The maximum amount of time, in seconds, to wait on an incomplete response from Elasticsearch while no additional data has been appended. Socket timeouts usually occur while waiting for the first byte of a response, such as when executing a particularly complex query.

target

edit
  • Value type is field reference
  • There is no default value for this setting.

Without a target, events are created from each hit’s _source at the root level. When the target is set to a field reference, the _source of the hit is placed in the target field instead.

This option can be useful to avoid populating unknown fields when a downstream schema such as ECS is enforced. It is also possible to target an entry in the event’s metadata, which will be available during event processing but not exported to your outputs (e.g., target \=> "[@metadata][_source]").

user

edit
  • Value type is string
  • There is no default value for this setting.

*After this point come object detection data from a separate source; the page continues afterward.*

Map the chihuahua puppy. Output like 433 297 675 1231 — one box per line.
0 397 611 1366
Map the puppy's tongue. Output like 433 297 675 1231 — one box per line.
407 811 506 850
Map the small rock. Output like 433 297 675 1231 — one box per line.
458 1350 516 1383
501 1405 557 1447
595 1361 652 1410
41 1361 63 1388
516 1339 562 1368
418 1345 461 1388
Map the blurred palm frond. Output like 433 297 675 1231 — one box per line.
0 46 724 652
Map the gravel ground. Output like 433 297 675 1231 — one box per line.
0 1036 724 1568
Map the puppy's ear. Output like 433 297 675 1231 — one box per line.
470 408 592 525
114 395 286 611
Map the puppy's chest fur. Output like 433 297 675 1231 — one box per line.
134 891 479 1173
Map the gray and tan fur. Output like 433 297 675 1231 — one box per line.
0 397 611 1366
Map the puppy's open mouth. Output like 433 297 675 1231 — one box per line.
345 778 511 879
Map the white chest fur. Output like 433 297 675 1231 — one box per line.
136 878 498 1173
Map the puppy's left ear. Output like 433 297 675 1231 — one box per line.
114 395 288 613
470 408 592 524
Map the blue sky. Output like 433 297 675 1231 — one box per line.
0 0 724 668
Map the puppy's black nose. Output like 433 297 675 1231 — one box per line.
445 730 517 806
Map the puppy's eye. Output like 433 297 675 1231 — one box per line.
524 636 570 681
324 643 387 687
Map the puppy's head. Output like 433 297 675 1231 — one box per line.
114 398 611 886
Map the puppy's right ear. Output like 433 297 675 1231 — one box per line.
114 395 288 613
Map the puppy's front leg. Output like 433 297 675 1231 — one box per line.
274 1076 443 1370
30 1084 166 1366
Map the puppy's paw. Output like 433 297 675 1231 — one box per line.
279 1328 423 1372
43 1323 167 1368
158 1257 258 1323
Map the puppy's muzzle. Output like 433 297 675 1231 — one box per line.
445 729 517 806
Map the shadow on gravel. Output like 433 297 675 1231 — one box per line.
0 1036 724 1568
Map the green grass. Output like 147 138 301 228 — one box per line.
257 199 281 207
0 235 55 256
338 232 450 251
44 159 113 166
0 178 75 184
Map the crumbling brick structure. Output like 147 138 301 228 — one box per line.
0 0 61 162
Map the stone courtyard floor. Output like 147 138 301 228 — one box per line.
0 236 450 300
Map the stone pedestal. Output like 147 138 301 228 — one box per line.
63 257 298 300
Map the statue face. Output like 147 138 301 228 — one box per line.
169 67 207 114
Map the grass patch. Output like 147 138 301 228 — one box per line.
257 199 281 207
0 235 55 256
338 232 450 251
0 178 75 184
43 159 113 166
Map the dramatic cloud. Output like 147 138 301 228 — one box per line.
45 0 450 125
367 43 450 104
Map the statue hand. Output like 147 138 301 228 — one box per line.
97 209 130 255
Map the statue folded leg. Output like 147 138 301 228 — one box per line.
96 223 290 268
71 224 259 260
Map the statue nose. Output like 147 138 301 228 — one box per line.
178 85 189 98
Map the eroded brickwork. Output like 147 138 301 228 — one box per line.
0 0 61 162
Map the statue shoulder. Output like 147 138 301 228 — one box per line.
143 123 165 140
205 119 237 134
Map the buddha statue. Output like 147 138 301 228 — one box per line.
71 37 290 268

The username to use together with the password in the password option when authenticating to the Elasticsearch server. If set to an empty string authentication will be disabled.

Common Options

edit

The following configuration options are supported by all input plugins:

Setting Input type Required

add_field

hash

No

enable_metric

boolean

No

id

string

No

tags

array

No

type

string

No

Details

edit

 

add_field

edit
  • Value type is hash
  • Default value is {}

Add a field to an event

enable_metric

edit
  • Value type is boolean
  • Default value is true

Disable or enable metric logging for this specific plugin instance by default we record all the metrics we can, but you can disable metrics collection for a specific plugin.

  • Value type is string
  • There is no default value for this setting.

Add a unique ID to the plugin configuration. If no ID is specified, Logstash will generate one. It is strongly recommended to set this ID in your configuration. This is particularly useful when you have two or more plugins of the same type, for example, if you have 2 elasticsearch inputs. Adding a named ID in this case will help in monitoring Logstash when using the monitoring APIs.

input {
  elasticsearch {
    id => "my_plugin_id"
  }
}

Variable substitution in the id field only supports environment variables and does not support the use of values from the secret store.

tags

edit
  • Value type is array
  • There is no default value for this setting.

Add any number of arbitrary tags to your event.

This can help with processing later.

type

edit
  • Value type is string
  • There is no default value for this setting.

Add a type field to all events handled by this input.

Types are used mainly for filter activation.

The type is stored as part of the event itself, so you can also use the type to search for it in Kibana.

If you try to set a type on an event that already has one (for example when you send an event from a shipper to an indexer) then a new input will not override the existing type. A type set at the shipper stays with that event for its life even when sent to another Logstash server.